How safe is your iCloud data?

EPPB Is the ElcomSoft Phone Password Breaker. The latest version, released today, makes it simple for forensic analysts to obtain and decrypt users’ iCloud data. “With valid Apple ID and a password”, claims ElcomSoft CEO Vladimir Katalov, “investigators can not only retrieve backups to seized devices, but access that information in real-time while the phone is still in the hands of a suspect.” This is because EPPB allows its operator to download backups from iCloud to a separate computer system for investigation.

The value of this to investigators comes from the value of iCloud to Apple users – and according to Apple’s fiscal Q2 2012 financial results announced last month, there are already 125 million of them. iCloud gives the user data backup and device synchronization facilities. If it used for backup, this is done incrementally and automatically whenever a docked device gets within range of a WiFi access point. That is, says ElcomSoft, iCloud backups represent a fresh, near real-time copy of information stored on iPhone devices, including information about recently made and received calls, sent and received text and email messages, users’ passwords and websites visited.

The value of this to forensic and law enforcement investigators is obvious. But is the product as ‘good’ as it sounds. Infosecurity enlisted the help of security researcher Robin Wood (DigiNinja, whose day job is a senior engineer with pentesting RandomStorm). “This product,” he told Infosecurity, “is designed for forensics people and pen-testers who manage to gain access to a client’s backup files.”

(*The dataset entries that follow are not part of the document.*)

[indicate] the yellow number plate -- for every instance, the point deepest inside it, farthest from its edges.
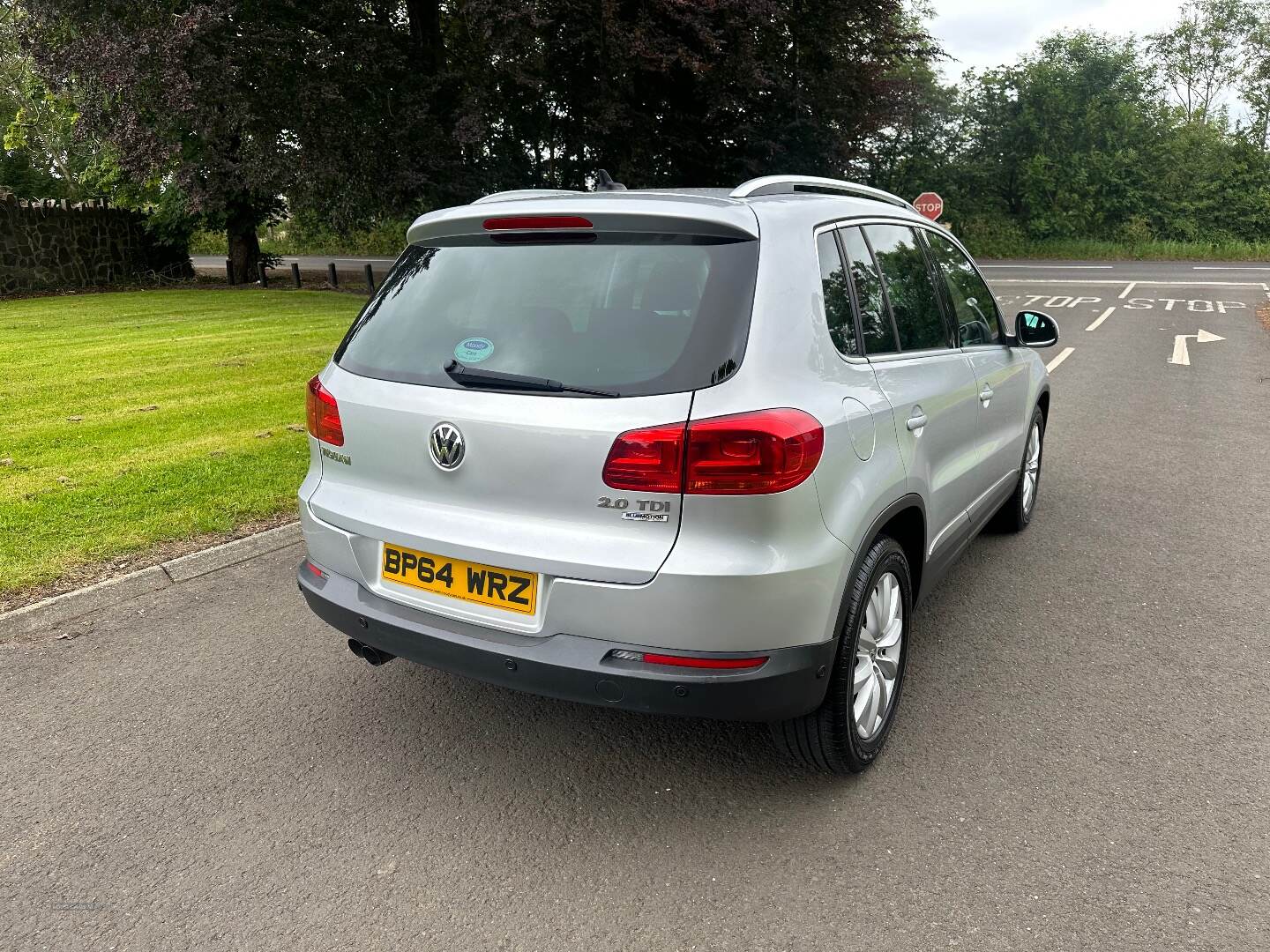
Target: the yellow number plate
(471, 582)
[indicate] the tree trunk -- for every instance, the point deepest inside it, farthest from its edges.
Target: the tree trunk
(426, 36)
(244, 253)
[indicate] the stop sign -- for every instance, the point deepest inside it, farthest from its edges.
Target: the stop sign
(930, 205)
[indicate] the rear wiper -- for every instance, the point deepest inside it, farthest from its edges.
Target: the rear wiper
(496, 380)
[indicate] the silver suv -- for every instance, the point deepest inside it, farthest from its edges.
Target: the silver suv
(686, 450)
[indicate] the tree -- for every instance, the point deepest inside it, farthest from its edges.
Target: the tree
(41, 156)
(1206, 52)
(190, 95)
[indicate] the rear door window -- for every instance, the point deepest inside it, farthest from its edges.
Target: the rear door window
(977, 315)
(915, 302)
(879, 334)
(632, 314)
(837, 296)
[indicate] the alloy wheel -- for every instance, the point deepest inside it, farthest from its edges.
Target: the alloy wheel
(1032, 469)
(877, 672)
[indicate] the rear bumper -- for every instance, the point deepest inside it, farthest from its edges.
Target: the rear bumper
(793, 681)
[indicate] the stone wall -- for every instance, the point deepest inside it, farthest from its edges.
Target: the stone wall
(49, 245)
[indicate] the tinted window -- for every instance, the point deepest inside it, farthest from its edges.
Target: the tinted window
(837, 297)
(874, 320)
(909, 288)
(975, 310)
(638, 314)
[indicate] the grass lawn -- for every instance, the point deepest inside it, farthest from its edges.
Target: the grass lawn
(133, 419)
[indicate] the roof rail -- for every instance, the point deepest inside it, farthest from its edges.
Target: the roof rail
(514, 195)
(785, 184)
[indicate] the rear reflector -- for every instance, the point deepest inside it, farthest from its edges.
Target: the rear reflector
(768, 450)
(719, 664)
(324, 415)
(528, 222)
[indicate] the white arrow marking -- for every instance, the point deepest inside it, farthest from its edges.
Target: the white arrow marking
(1181, 354)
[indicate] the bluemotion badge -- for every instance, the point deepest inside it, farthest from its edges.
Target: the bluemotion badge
(474, 349)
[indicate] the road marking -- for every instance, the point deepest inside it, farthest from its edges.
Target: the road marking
(1102, 317)
(1181, 354)
(1059, 360)
(1161, 283)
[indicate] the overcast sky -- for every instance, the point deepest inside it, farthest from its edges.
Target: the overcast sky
(993, 32)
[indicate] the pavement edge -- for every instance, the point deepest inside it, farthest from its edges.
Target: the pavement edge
(80, 602)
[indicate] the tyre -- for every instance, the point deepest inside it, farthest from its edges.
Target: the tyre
(848, 732)
(1018, 510)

We tested it on Wood’s own iPhone. “On a low spec virtual machine it cracked my dictionary-based backup password in about 3 seconds using a very large dictionary,” he says. “That is very good. If the password were more secure so that the words in the dictionary had to be manipulated before being used then it would take longer – but I think it would still be fairly quick on a high spec machine.”

One danger, inherent in all forensics software, is that what can be used by the good guys can also be used by the bad guys. “Anything could be used by bad guys,” Wood told Infosecurity. “This could be, but it would be in a targeted attack rather than a generic automated attack. An attacker who got access to the backup file and managed to crack it would then have access to lots of the user’s stored passwords.” ElcomSoft will only sell its products to legitimate forensic investigators.

But there remains one problem for these investigators. “Logging into iCloud presently requires the Apple ID and password. We are exploring other ways to do this,” ElcomSoft’s Olga Koksharova told Infosecurity.